README.md•2.09 kB
# MCP-Audio Plugin
`mcp-audio` is an AIO-2030 compliant MCP plugin that performs voice-to-text transcription using the Audio speech recognition API.
It exposes the `identify_voice` method via both `multipart/form-data` and `base64` formats, supports the AIO `tools.call` protocol, and returns JSON-RPC structured outputs.
---
## Features
- Fully AIO-compliant MCP plugin (`/tools.call`, `/help`)
- Converts `.wav`/`.mp3` audio files to transcripts using SiliconFlow
- API key managed securely via `.env` file
- Docker-compatible and minimal dependencies
- Registration-ready for AIO endpoint registry
---
## Setup (Local)
### 1. Clone and Install
```bash
git clone git@github.com:AIO-2030/mcp-audio.git
cd mcp-audio
python -m venv venv && source venv/bin/activate
pip install -r requirements.txt
```
### 2. Add .env file
```bash
cp .env.example .env
```
Set your audio URL and API key:
```
AUDIO_URL=https--xxxxxxxxxxxxxxxxxxxxxxxxxxxxxxxx
API_KEY=sk-xxxxxxxxxxxxxxxxxxxxxxxxxxxxxxxx
```
### 3. Run the MCP server
```bash
python src/mcp_server.py
```
### 4. Docker
#### 4.1 Build and Run
```bash
docker build -t mcp-audio .
docker run --env-file .env -p 8080:8080 mcp-audio
```
## API Overview
### POST /api/v1/mcp/voice_model
Upload audio file directly. Response:
```json
{
"transcript": "hello world",
"confidence": 0.91,
"audio_hash": "a1b2c3..."
}
```
### POST /api/v1/mcp/tools.call (AIO Protocol)

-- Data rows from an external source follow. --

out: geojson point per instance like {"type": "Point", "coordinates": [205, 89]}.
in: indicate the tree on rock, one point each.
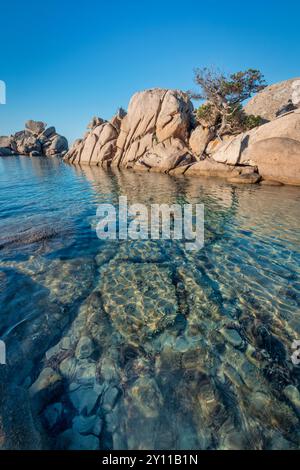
{"type": "Point", "coordinates": [224, 95]}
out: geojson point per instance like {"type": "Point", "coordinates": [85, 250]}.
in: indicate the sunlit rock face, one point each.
{"type": "Point", "coordinates": [153, 134]}
{"type": "Point", "coordinates": [274, 148]}
{"type": "Point", "coordinates": [274, 99]}
{"type": "Point", "coordinates": [159, 134]}
{"type": "Point", "coordinates": [36, 140]}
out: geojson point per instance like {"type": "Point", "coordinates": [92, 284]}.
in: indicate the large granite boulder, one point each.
{"type": "Point", "coordinates": [273, 148]}
{"type": "Point", "coordinates": [208, 167]}
{"type": "Point", "coordinates": [154, 116]}
{"type": "Point", "coordinates": [165, 156]}
{"type": "Point", "coordinates": [56, 145]}
{"type": "Point", "coordinates": [158, 133]}
{"type": "Point", "coordinates": [274, 99]}
{"type": "Point", "coordinates": [199, 139]}
{"type": "Point", "coordinates": [36, 140]}
{"type": "Point", "coordinates": [153, 133]}
{"type": "Point", "coordinates": [36, 127]}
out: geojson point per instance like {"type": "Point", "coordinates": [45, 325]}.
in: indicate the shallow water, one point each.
{"type": "Point", "coordinates": [151, 346]}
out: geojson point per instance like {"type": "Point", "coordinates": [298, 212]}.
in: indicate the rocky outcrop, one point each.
{"type": "Point", "coordinates": [18, 429]}
{"type": "Point", "coordinates": [153, 134]}
{"type": "Point", "coordinates": [159, 133]}
{"type": "Point", "coordinates": [36, 140]}
{"type": "Point", "coordinates": [273, 148]}
{"type": "Point", "coordinates": [275, 99]}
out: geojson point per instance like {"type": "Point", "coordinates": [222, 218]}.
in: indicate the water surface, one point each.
{"type": "Point", "coordinates": [153, 346]}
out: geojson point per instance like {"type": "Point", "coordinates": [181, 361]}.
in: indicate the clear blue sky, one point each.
{"type": "Point", "coordinates": [64, 61]}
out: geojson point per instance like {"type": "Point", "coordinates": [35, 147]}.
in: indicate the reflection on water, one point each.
{"type": "Point", "coordinates": [147, 345]}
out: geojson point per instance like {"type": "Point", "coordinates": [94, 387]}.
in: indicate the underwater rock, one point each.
{"type": "Point", "coordinates": [53, 414]}
{"type": "Point", "coordinates": [139, 299]}
{"type": "Point", "coordinates": [109, 399]}
{"type": "Point", "coordinates": [232, 337]}
{"type": "Point", "coordinates": [84, 348]}
{"type": "Point", "coordinates": [84, 398]}
{"type": "Point", "coordinates": [46, 388]}
{"type": "Point", "coordinates": [293, 395]}
{"type": "Point", "coordinates": [146, 396]}
{"type": "Point", "coordinates": [87, 425]}
{"type": "Point", "coordinates": [72, 440]}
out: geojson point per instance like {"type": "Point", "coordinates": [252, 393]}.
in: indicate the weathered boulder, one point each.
{"type": "Point", "coordinates": [156, 127]}
{"type": "Point", "coordinates": [275, 97]}
{"type": "Point", "coordinates": [158, 134]}
{"type": "Point", "coordinates": [94, 122]}
{"type": "Point", "coordinates": [25, 142]}
{"type": "Point", "coordinates": [5, 141]}
{"type": "Point", "coordinates": [166, 155]}
{"type": "Point", "coordinates": [209, 167]}
{"type": "Point", "coordinates": [47, 133]}
{"type": "Point", "coordinates": [153, 116]}
{"type": "Point", "coordinates": [57, 144]}
{"type": "Point", "coordinates": [273, 148]}
{"type": "Point", "coordinates": [5, 152]}
{"type": "Point", "coordinates": [97, 148]}
{"type": "Point", "coordinates": [35, 140]}
{"type": "Point", "coordinates": [198, 140]}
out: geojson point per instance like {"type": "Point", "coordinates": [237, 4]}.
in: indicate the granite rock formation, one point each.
{"type": "Point", "coordinates": [159, 133]}
{"type": "Point", "coordinates": [36, 140]}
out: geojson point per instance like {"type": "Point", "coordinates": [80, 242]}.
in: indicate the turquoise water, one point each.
{"type": "Point", "coordinates": [148, 345]}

JSON-RPC format with base64-encoded audio. Response:
```json
{
"method": "tools.call",
"params": {
"method": "identify_voice",
"inputs": [
{
"type": "audio",
"value": "<base64-audio>"
}
]
}
}
```
### GET /api/v1/mcp/help
Auto-serves contents of mcp_audio_registration.json. Used by Queen AI for MCP discovery and service indexing.
## Testing Tools
### Base64 Voice Test
```bash
python test/test_audio_base64.py
```
### Health Check
```bash
python health_check.py
```
## MCP Registration (to AIO Endpoint Canister)
```bash
./register_mcp.sh
```
Requires jq, dfx, and a running endpoint_registry canister.